她不喜歡王樂柔生分中帶著鄙夷的眼神,也心疼著蘇清煜類似入贅的地位差距。
“我送你回偏院。”蘇清煜不想說太多,他答應進入王家,並非一時與常晚置氣也不是單單為了報複馬車之仇,主要還是閆墨那邊傳來的意思:老蘇,取信王家,摸清財源動向,掌握的越多證據,我們才能出其不意!
為了早日成事,蘇清煜便用了最快捷的方法,一步成為王嘯海的女婿,對多疑的王嘯海,隻有如此才能拉近自己和王家的關係。
“不用了,今天是我太計較。”常晚一臉苦笑,自己當真成了惡姑婆,刁難孕婦,是過分了。
常晚垂著腦袋,不戰自敗的模樣讓蘇清煜尤為心疼,王家人多口雜,他隻能維持著姑爺形象先回主宅一趟,替常晚圓了“刁難”大小姐的事情。
“嗯,我去看一眼,就去偏院找你。”
見姑爺走了,王家仆人遠觀自己收拾碗筷,冷嘲熱諷,更沒人來幫忙。
“哼,她可真沒眼色,瞧不見自己在王家住著?看不到自己弟弟也跟過來?這常晚真是傻缺。”
下人這麼說著,常晚抬起眼冷冷的掃著,繼續扮演著不識好歹的“惡婆娘”。
“管住你們的最,簽了賣身契的人,沒有資格談論家主家中的任何事!”
她是被人欺負過,可不代表所有人都要在她頭頂拉屎拉尿!
拎著飯菜,常晚回到漆黑的偏殿。她不該再呆在王家,她是為難孕婦的刁蠻人,她讓蘇清煜難做人。心裏空蕩蕩,自己又在冷冰冰的偏宅裏,像坐牢:“陸寒軒,你若還在,我們過平淡日子,我也不會發現自己愛上小煜,更不會把自己陷入這等牢籠。”
陸寒軒在不見天日的冰牢中已兩年有餘,身上的武功被廢,右手被挑斷了手筋。每日有人喂他維持體熱的藥。囚禁,是瘦了他的身形,可滅不了他活著的信念。以前是為了複仇,現在是為了再見常晚。

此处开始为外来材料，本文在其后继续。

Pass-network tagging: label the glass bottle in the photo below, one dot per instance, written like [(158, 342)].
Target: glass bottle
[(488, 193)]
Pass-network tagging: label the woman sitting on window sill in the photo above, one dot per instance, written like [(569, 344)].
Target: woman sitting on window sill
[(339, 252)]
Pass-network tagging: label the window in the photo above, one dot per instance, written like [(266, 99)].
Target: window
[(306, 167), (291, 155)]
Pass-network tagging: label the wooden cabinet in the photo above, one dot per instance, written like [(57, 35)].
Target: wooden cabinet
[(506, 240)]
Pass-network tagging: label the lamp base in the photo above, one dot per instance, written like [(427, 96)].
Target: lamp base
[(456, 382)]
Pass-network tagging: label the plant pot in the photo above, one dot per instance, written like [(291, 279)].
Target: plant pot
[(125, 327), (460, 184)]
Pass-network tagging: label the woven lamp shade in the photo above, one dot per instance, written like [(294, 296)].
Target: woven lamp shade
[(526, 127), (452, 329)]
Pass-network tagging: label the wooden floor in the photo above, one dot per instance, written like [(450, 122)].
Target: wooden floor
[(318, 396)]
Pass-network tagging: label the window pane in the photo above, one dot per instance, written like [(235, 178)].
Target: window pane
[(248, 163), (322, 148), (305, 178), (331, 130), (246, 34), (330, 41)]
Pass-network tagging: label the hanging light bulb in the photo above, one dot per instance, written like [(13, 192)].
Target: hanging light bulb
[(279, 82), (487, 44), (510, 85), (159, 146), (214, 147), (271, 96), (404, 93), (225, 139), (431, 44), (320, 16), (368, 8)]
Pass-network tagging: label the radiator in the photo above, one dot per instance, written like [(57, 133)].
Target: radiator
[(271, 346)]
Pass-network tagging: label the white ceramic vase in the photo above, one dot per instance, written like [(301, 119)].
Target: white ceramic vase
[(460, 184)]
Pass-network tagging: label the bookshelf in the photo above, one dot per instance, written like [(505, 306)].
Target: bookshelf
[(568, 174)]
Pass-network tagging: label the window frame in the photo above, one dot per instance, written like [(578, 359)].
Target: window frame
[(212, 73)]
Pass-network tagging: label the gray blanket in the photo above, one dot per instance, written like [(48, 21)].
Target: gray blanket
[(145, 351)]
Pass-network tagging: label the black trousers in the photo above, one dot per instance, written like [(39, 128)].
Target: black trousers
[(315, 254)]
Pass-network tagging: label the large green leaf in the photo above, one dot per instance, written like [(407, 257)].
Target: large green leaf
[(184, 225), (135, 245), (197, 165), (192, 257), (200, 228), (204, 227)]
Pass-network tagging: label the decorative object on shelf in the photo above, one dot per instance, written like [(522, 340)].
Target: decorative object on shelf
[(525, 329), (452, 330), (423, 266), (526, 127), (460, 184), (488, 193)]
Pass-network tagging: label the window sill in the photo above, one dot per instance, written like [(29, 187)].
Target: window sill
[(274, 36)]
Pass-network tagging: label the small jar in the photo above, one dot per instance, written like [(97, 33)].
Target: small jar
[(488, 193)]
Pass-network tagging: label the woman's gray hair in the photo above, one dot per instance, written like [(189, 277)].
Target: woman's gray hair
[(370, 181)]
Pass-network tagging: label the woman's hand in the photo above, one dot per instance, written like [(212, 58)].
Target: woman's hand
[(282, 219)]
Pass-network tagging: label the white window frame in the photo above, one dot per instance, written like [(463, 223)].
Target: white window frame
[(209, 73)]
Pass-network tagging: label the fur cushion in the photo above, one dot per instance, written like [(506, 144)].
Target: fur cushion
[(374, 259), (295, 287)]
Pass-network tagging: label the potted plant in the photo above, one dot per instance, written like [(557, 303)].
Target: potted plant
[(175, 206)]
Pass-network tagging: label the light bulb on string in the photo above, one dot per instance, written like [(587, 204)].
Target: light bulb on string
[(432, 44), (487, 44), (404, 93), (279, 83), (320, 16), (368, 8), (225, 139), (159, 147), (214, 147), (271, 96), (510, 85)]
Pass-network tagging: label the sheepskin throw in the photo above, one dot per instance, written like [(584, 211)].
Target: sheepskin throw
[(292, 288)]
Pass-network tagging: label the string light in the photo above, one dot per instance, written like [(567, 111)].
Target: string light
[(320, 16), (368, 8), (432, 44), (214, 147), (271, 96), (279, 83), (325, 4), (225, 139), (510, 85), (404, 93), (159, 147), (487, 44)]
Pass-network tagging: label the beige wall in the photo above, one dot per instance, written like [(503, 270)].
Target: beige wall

那個將未來希望壓在自己身上的小女人,一定恨透了自己。
包括他自己。
“嗯…”一聲嬌喘傳來,阮月兒水蛇一樣的腰身盤了過來:“薄印…還忍著?每次你不都敗給****?我們。。多合拍。。”
“閉嘴!”
阮月頓了身形哈哈大笑:“你明明享受著,還要說著不,你當自己是烈女?”說著,阮月兒搖擺了腰肢,眼前的男人越痛苦,她便越開懷:“薄印,你的弟弟蘇清煜成了王家的女婿,你的晚兒陪著他一起去了王家。你猜,常晚會不會已經和蘇清煜苟合了?”
“閉嘴!閉嘴!閉嘴!”陸寒軒眼底瘋狂,他橫衝直撞,身下嬌軀顛簸,還有陣陣抽氣輕笑,可陸寒軒一點也不憐惜。